🤖 AI Summary
This work addresses the problem of automatic identification and provenance tracing of musical samples in multi-track audio. The proposed method introduces a self-supervised contrastive learning framework specifically designed for this task. Its core innovation lies in generating high-fidelity artificial remix positive pairs via state-of-the-art source separation, thereby enabling contrastive learning objectives grounded in cross-version audio matching—effectively capturing sample variability across diverse mixing conditions, noise corruptions, and musical genres.

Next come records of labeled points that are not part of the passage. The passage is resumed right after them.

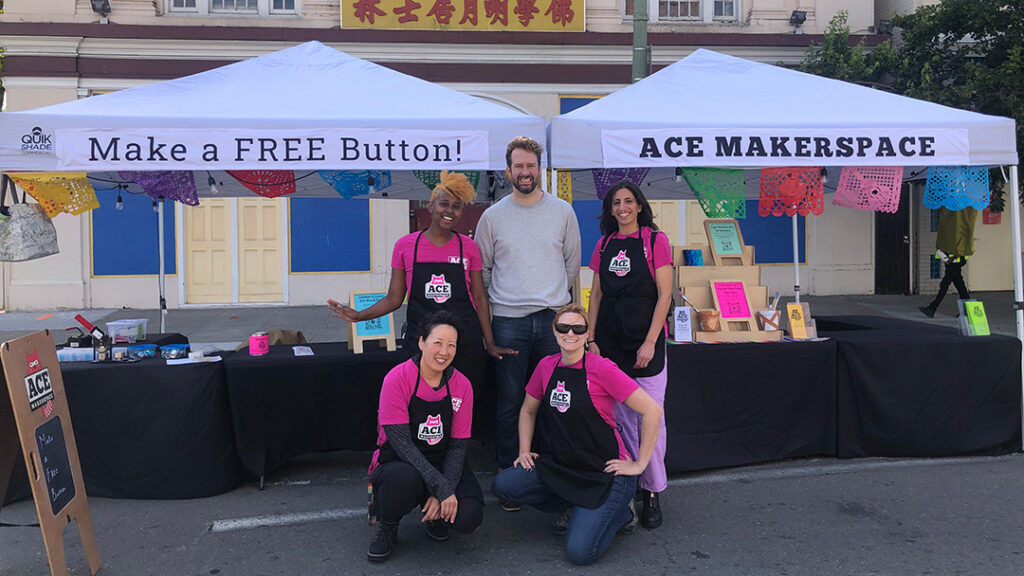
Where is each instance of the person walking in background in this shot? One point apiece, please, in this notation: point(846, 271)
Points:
point(954, 242)
point(629, 303)
point(423, 428)
point(529, 243)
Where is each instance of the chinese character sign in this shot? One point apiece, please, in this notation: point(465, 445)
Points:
point(550, 15)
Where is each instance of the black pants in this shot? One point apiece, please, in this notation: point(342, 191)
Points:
point(952, 275)
point(398, 488)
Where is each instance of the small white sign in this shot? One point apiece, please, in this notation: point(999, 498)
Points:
point(684, 324)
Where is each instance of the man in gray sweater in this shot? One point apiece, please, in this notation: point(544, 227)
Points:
point(529, 244)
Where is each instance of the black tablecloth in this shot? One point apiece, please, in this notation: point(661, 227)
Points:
point(284, 406)
point(145, 429)
point(927, 392)
point(728, 405)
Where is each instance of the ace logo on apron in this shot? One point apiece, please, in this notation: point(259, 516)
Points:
point(431, 430)
point(438, 289)
point(561, 399)
point(620, 264)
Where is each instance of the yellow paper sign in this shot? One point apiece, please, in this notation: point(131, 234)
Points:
point(798, 326)
point(516, 15)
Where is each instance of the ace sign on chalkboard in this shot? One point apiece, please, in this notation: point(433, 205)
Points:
point(34, 386)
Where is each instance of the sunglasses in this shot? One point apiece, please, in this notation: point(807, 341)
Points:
point(577, 328)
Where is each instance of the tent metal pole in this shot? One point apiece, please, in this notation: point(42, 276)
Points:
point(796, 259)
point(1015, 218)
point(160, 244)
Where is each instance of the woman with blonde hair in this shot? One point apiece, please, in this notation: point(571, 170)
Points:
point(439, 269)
point(586, 468)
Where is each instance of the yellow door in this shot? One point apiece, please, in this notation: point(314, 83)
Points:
point(208, 251)
point(260, 250)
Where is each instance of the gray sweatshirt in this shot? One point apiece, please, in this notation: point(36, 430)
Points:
point(530, 254)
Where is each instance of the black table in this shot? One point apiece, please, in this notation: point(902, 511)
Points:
point(927, 391)
point(735, 404)
point(284, 406)
point(145, 429)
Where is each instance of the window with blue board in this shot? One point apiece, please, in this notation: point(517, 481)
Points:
point(125, 242)
point(772, 236)
point(330, 235)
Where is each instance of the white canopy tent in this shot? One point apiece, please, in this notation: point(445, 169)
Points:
point(711, 110)
point(304, 109)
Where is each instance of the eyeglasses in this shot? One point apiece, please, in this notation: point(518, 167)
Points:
point(577, 328)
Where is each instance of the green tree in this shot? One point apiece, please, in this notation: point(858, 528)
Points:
point(964, 53)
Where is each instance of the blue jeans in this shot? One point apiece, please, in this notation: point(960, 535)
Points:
point(591, 531)
point(532, 337)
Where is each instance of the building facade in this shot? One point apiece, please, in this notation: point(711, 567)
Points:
point(58, 50)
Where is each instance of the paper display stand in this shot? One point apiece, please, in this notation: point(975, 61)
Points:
point(34, 395)
point(726, 243)
point(734, 305)
point(370, 330)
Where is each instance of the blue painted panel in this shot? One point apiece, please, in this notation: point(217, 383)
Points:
point(588, 214)
point(330, 235)
point(772, 236)
point(124, 242)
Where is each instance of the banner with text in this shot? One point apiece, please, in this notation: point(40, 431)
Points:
point(233, 149)
point(516, 15)
point(782, 147)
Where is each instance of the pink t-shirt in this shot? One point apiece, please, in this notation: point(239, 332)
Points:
point(606, 383)
point(397, 391)
point(401, 255)
point(662, 256)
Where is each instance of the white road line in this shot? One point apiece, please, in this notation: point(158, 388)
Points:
point(285, 519)
point(816, 468)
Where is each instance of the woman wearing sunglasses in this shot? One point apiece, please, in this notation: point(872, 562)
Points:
point(586, 468)
point(629, 303)
point(423, 428)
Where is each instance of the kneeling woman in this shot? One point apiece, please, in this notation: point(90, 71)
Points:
point(587, 468)
point(424, 423)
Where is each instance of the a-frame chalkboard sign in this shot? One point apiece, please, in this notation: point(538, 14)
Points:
point(33, 407)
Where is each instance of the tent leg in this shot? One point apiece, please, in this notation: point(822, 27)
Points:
point(160, 245)
point(1015, 218)
point(796, 259)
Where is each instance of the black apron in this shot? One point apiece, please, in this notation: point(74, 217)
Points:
point(629, 296)
point(429, 423)
point(581, 441)
point(437, 286)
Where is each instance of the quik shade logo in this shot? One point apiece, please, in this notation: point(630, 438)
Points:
point(438, 289)
point(561, 399)
point(37, 140)
point(620, 264)
point(37, 382)
point(432, 430)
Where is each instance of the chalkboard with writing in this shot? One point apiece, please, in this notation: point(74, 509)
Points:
point(55, 465)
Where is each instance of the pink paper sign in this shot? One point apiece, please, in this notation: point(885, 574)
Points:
point(731, 299)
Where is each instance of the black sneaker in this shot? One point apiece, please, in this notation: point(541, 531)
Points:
point(561, 524)
point(650, 515)
point(384, 542)
point(437, 530)
point(630, 526)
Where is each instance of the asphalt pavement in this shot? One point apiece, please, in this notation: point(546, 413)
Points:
point(806, 517)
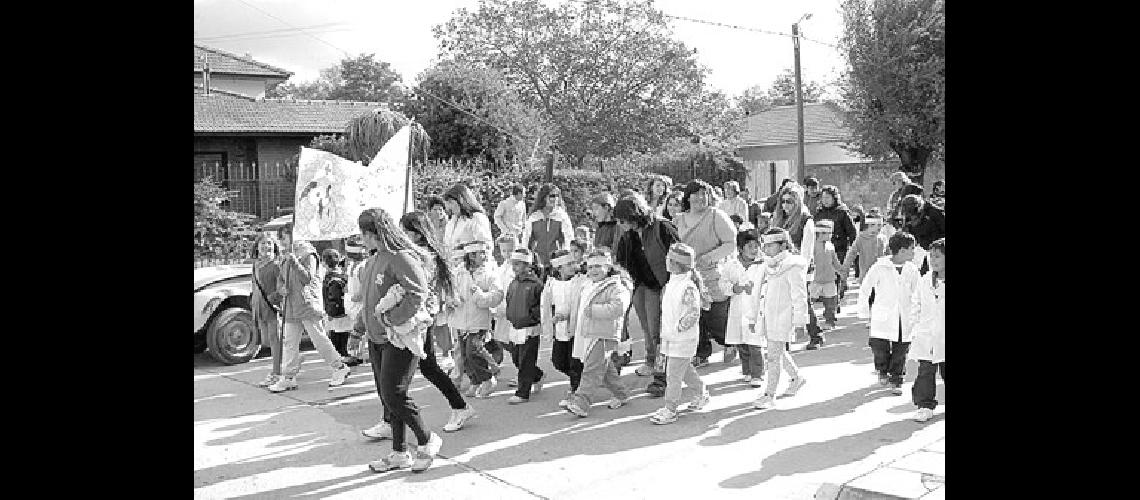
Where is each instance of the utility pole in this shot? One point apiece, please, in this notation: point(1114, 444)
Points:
point(799, 104)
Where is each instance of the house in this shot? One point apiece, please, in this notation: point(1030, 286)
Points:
point(768, 148)
point(245, 140)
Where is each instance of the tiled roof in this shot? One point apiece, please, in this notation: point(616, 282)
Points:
point(823, 122)
point(228, 112)
point(226, 63)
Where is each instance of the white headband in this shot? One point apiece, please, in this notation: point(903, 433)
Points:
point(773, 238)
point(600, 260)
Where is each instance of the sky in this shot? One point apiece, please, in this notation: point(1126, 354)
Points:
point(399, 32)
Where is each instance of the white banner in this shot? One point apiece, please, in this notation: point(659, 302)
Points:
point(332, 191)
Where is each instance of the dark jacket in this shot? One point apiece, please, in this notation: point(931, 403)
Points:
point(523, 301)
point(929, 226)
point(845, 231)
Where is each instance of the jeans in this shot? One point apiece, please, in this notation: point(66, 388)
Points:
point(678, 370)
point(526, 358)
point(779, 358)
point(751, 360)
point(599, 371)
point(291, 353)
point(567, 363)
point(393, 376)
point(922, 392)
point(713, 325)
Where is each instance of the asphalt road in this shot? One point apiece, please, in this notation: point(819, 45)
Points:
point(251, 443)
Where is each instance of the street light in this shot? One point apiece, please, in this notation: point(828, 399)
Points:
point(799, 98)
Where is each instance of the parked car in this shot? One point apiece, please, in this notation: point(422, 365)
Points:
point(222, 319)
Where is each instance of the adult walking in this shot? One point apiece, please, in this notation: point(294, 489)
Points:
point(796, 219)
point(641, 250)
point(548, 227)
point(710, 234)
point(398, 261)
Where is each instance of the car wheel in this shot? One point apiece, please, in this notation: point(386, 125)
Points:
point(231, 336)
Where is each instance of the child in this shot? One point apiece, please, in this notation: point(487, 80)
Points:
point(681, 309)
point(893, 280)
point(559, 296)
point(477, 291)
point(333, 291)
point(739, 278)
point(929, 342)
point(827, 270)
point(523, 306)
point(869, 246)
point(596, 321)
point(779, 311)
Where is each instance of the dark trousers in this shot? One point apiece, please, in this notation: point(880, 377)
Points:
point(526, 358)
point(567, 363)
point(393, 368)
point(713, 325)
point(922, 392)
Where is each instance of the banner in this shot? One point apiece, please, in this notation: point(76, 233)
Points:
point(332, 191)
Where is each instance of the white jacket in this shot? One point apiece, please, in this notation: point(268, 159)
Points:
point(929, 308)
point(780, 303)
point(893, 292)
point(732, 273)
point(681, 312)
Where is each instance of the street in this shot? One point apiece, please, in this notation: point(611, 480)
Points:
point(252, 443)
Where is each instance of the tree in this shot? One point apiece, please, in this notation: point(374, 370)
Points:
point(361, 78)
point(896, 82)
point(483, 92)
point(608, 75)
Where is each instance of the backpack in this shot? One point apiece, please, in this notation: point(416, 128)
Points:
point(333, 292)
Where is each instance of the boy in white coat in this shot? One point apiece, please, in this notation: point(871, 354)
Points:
point(892, 279)
point(929, 343)
point(779, 311)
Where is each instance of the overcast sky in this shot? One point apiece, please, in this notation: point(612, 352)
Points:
point(399, 32)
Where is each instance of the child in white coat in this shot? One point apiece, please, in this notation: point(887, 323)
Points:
point(929, 343)
point(892, 279)
point(681, 311)
point(779, 311)
point(739, 279)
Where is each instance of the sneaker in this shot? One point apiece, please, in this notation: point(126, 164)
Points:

The approach integrates audio signal processing, stem separation, and large-scale negative sampling retrieval, eliminating the need for manual annotations. Experiments demonstrate strong generalization across multiple genres and high robustness to noise, significantly outperforming prior state-of-the-art methods. Moreover, the method exhibits excellent scalability and stability when the reference database expands or when noisy query samples increase.
📝 Abstract
Sampling, the technique of reusing pieces of existing audio tracks to create new music content, is a very common practice in modern music production. In this paper, we tackle the challenging task of automatic sample identification, that is, detecting such sampled content and retrieving the material from which it originates. To do so, we adopt a self-supervised learning approach that leverages a multi-track dataset to create positive pairs of artificial mixes, and design a novel contrastive learning objective. We show that such method significantly outperforms previous state-of-the-art baselines, that is robust to various genres, and that scales well when increasing the number of noise songs in the reference database. In addition, we extensively analyze the contribution of the different components of our training pipeline and highlight, in particular, the need for high-quality separated stems for this task.